There are different opinions on such cases, and the key reason is the principle on the identification of a trademark infringement. The traditional principle is whether such behavior might cause confusion and misunderstanding of the source of the goods or service, so if any behavior which does not cause such consequence; it shall not be deemed as the trademark infringement. The traditional principle focus on the misunderstanding of the source of the goods or service, but a trademark has another function, which is to attract clients and promote the sale.
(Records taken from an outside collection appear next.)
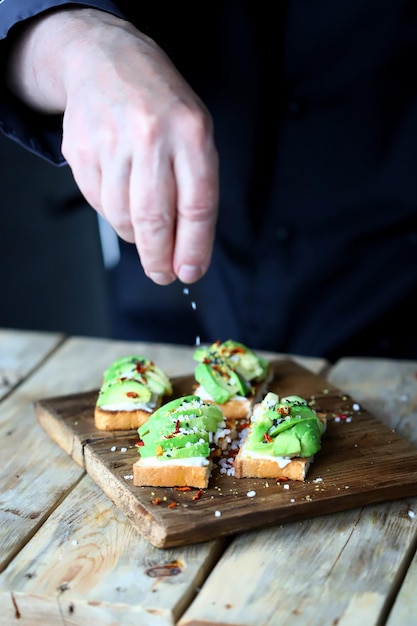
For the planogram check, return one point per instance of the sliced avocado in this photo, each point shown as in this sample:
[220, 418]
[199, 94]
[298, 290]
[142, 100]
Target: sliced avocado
[214, 383]
[156, 383]
[195, 449]
[244, 360]
[182, 439]
[123, 391]
[126, 366]
[287, 444]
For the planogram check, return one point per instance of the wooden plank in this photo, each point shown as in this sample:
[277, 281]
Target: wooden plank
[404, 610]
[342, 569]
[20, 352]
[362, 462]
[87, 564]
[337, 569]
[386, 388]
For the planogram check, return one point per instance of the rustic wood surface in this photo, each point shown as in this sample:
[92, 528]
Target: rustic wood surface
[362, 462]
[69, 556]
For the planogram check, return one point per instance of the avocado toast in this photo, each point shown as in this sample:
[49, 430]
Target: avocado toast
[232, 376]
[176, 444]
[133, 387]
[282, 439]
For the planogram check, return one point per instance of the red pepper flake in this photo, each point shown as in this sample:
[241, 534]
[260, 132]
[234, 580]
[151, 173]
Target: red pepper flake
[283, 410]
[341, 416]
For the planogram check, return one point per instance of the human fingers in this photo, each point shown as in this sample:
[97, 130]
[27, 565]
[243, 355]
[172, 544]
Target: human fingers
[174, 193]
[196, 172]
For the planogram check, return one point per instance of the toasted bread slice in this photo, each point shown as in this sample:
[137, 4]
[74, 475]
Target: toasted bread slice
[119, 420]
[258, 456]
[247, 466]
[177, 473]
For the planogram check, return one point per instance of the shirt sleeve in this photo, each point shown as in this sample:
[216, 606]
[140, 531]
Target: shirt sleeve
[39, 133]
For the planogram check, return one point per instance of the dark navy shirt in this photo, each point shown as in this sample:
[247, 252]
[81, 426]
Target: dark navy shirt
[315, 113]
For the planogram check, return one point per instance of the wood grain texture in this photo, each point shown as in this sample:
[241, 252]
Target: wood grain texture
[88, 565]
[20, 352]
[362, 462]
[339, 569]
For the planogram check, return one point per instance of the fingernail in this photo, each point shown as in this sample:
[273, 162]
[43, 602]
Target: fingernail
[161, 279]
[189, 273]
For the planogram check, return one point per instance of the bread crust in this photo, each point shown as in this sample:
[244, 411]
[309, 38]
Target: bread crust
[119, 420]
[246, 467]
[164, 474]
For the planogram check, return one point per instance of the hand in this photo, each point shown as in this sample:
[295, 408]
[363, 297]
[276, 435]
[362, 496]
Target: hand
[137, 138]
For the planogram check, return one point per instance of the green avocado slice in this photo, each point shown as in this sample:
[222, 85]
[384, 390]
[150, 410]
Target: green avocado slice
[182, 424]
[221, 383]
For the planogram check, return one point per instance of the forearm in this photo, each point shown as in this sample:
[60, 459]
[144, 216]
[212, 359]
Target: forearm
[47, 54]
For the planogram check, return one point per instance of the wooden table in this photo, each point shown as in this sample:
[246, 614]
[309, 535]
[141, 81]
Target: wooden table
[68, 556]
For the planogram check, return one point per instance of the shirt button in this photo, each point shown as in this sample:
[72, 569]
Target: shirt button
[296, 107]
[412, 238]
[282, 233]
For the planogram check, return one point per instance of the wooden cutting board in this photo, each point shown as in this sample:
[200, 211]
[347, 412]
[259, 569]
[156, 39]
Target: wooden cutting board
[362, 461]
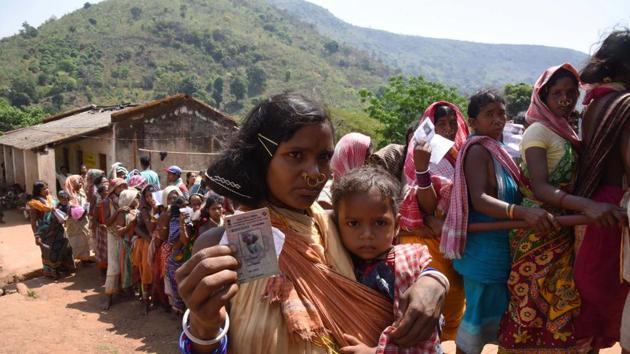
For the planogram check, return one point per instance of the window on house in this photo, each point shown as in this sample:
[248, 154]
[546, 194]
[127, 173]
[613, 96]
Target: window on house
[102, 162]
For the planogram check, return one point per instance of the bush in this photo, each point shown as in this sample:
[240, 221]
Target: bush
[136, 12]
[402, 101]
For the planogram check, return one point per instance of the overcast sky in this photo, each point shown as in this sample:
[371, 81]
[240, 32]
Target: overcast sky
[576, 24]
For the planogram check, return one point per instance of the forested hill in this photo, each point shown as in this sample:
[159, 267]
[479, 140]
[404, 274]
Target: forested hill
[464, 65]
[227, 52]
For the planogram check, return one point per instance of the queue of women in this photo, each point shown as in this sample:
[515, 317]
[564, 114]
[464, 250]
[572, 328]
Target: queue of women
[385, 251]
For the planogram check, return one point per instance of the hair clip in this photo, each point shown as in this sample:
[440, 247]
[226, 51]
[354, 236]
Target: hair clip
[228, 185]
[265, 145]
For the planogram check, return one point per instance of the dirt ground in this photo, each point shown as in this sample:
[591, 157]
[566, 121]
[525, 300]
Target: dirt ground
[66, 316]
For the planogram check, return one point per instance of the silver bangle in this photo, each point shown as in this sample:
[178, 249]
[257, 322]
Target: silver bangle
[423, 172]
[196, 340]
[437, 273]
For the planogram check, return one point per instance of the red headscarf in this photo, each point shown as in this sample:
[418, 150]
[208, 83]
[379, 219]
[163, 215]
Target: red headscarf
[72, 182]
[539, 112]
[411, 215]
[460, 138]
[350, 153]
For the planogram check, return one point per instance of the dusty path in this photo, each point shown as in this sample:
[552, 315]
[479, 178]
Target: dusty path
[66, 316]
[18, 253]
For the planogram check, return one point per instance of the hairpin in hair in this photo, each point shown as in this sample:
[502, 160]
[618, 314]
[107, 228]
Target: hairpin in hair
[229, 185]
[265, 145]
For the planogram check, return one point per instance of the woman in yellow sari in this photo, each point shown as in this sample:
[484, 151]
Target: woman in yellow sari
[280, 160]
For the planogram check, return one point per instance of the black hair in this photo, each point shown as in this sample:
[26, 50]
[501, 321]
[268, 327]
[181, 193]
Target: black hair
[362, 180]
[240, 172]
[212, 199]
[145, 161]
[99, 180]
[148, 188]
[38, 188]
[559, 74]
[101, 189]
[480, 99]
[442, 110]
[195, 195]
[611, 60]
[179, 202]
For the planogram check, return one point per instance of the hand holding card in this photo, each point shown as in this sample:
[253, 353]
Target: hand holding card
[439, 144]
[251, 236]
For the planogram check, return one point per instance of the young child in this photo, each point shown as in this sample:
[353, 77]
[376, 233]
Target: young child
[366, 211]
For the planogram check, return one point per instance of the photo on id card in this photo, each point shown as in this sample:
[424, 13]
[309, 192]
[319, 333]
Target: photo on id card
[251, 235]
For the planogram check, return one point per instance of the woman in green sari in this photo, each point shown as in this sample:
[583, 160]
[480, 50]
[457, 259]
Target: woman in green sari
[49, 233]
[543, 297]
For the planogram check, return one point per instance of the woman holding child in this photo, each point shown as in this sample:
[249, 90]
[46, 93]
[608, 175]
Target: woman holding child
[291, 140]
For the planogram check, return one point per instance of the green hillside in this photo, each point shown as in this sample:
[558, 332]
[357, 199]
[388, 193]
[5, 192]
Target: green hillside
[465, 65]
[227, 52]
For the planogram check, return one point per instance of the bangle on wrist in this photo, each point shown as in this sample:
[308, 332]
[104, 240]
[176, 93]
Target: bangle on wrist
[425, 187]
[219, 337]
[422, 172]
[185, 345]
[562, 199]
[423, 179]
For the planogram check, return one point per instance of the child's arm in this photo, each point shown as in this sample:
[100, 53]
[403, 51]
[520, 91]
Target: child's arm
[426, 196]
[356, 346]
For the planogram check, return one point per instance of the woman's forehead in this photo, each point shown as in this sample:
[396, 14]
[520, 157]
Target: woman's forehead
[312, 137]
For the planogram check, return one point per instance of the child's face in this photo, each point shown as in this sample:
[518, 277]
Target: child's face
[367, 224]
[490, 120]
[195, 203]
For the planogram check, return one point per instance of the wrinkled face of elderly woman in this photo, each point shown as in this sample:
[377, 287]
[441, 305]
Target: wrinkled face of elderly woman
[300, 167]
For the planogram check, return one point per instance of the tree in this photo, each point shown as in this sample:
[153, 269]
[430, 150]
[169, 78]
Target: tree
[518, 97]
[237, 88]
[402, 101]
[22, 92]
[331, 47]
[217, 92]
[189, 85]
[28, 30]
[257, 79]
[136, 12]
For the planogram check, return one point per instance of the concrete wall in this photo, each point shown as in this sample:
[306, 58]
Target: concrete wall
[8, 164]
[185, 128]
[18, 165]
[31, 170]
[91, 147]
[46, 169]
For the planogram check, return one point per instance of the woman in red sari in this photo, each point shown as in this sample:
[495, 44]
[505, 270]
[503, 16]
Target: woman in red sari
[449, 122]
[603, 167]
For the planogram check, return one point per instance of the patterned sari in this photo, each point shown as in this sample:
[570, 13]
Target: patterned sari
[55, 248]
[543, 296]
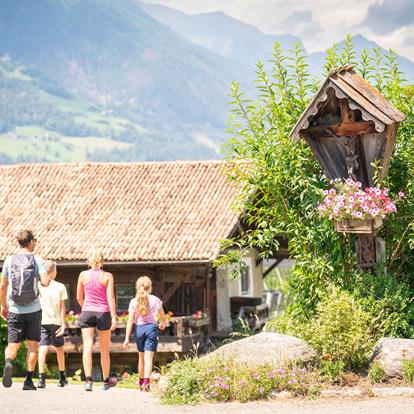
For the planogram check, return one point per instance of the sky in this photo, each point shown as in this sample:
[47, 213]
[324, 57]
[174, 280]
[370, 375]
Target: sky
[319, 23]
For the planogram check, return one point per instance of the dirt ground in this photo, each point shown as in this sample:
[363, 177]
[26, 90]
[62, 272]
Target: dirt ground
[73, 400]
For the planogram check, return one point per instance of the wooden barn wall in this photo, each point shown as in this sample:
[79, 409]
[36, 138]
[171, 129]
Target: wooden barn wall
[191, 295]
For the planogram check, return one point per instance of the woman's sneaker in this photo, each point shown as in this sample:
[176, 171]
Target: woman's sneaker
[146, 387]
[28, 385]
[7, 374]
[88, 386]
[109, 383]
[62, 383]
[41, 383]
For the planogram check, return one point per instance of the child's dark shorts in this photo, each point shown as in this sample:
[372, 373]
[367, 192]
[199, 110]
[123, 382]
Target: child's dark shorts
[147, 337]
[100, 320]
[48, 336]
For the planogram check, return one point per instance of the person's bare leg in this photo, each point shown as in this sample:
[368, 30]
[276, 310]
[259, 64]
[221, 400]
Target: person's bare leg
[60, 355]
[32, 351]
[42, 358]
[87, 338]
[10, 354]
[12, 350]
[149, 360]
[141, 365]
[104, 344]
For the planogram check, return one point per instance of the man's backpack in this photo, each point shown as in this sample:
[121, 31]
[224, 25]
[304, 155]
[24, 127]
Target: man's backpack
[24, 278]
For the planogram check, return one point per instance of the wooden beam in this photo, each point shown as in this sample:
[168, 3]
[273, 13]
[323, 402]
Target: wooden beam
[347, 114]
[342, 129]
[170, 292]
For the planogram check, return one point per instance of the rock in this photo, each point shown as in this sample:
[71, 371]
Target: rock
[391, 352]
[266, 348]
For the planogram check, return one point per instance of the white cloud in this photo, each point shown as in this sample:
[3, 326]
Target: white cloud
[327, 21]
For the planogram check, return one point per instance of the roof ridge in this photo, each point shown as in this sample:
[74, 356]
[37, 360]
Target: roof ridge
[115, 164]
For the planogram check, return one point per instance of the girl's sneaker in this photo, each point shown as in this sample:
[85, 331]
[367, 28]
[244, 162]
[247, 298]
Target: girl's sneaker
[109, 383]
[88, 386]
[139, 383]
[146, 385]
[41, 383]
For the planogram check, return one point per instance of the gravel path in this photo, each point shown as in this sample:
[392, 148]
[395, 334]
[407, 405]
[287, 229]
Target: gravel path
[73, 400]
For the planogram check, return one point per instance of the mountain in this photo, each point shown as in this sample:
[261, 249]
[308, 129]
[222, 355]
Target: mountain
[120, 80]
[112, 53]
[221, 34]
[40, 121]
[316, 60]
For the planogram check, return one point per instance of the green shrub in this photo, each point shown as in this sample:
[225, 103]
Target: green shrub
[200, 379]
[340, 329]
[389, 301]
[376, 372]
[331, 371]
[408, 370]
[184, 378]
[19, 364]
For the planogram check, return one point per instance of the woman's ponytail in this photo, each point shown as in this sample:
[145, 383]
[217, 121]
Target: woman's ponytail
[143, 288]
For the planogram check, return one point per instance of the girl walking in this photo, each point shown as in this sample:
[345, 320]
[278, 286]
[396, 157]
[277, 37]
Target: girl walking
[95, 294]
[143, 312]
If a party uses the other’s registered trademark as the keyword, with which the party could lure the potential clients to login its website. This is a typical behavior on luring clients. This behavior might grab the clients of the owner of the registered trademark; weaken the impact of a registered trademark, which might be resulted in infringing the right of the owner of the registered trademark. So such behavior could be deemed as a trademark infringement behavior. The American courts have applied the ‘Initial Interest Confusion’ theory in dealing with such cases. The ‘Initial Interest Confusion’ refers to a party improperly takes advantage of the impact of other party’s trademark, misleads clients to enter into its own ‘territory’; such behavior makes the clients to get to know its goods or service, and stimulates the clients’ intention to purchase. Such behavior shall be deemed as a trademark infringement behavior.

However, there is no direct root for the ‘Initial Interest Confusion’ in the Chinese current legislation system, in addition, the judicial departments have not accepted the opinion on identifying the behavior by improperly taking advantage of the other’s trademark to attract clients and promote the sale. In view of this, practically, if owner of a registered trademark encounters the second circumstance, it is recommended to protect its rights and interests from the prospect of anti-unfair competition instead of the trademark infringement.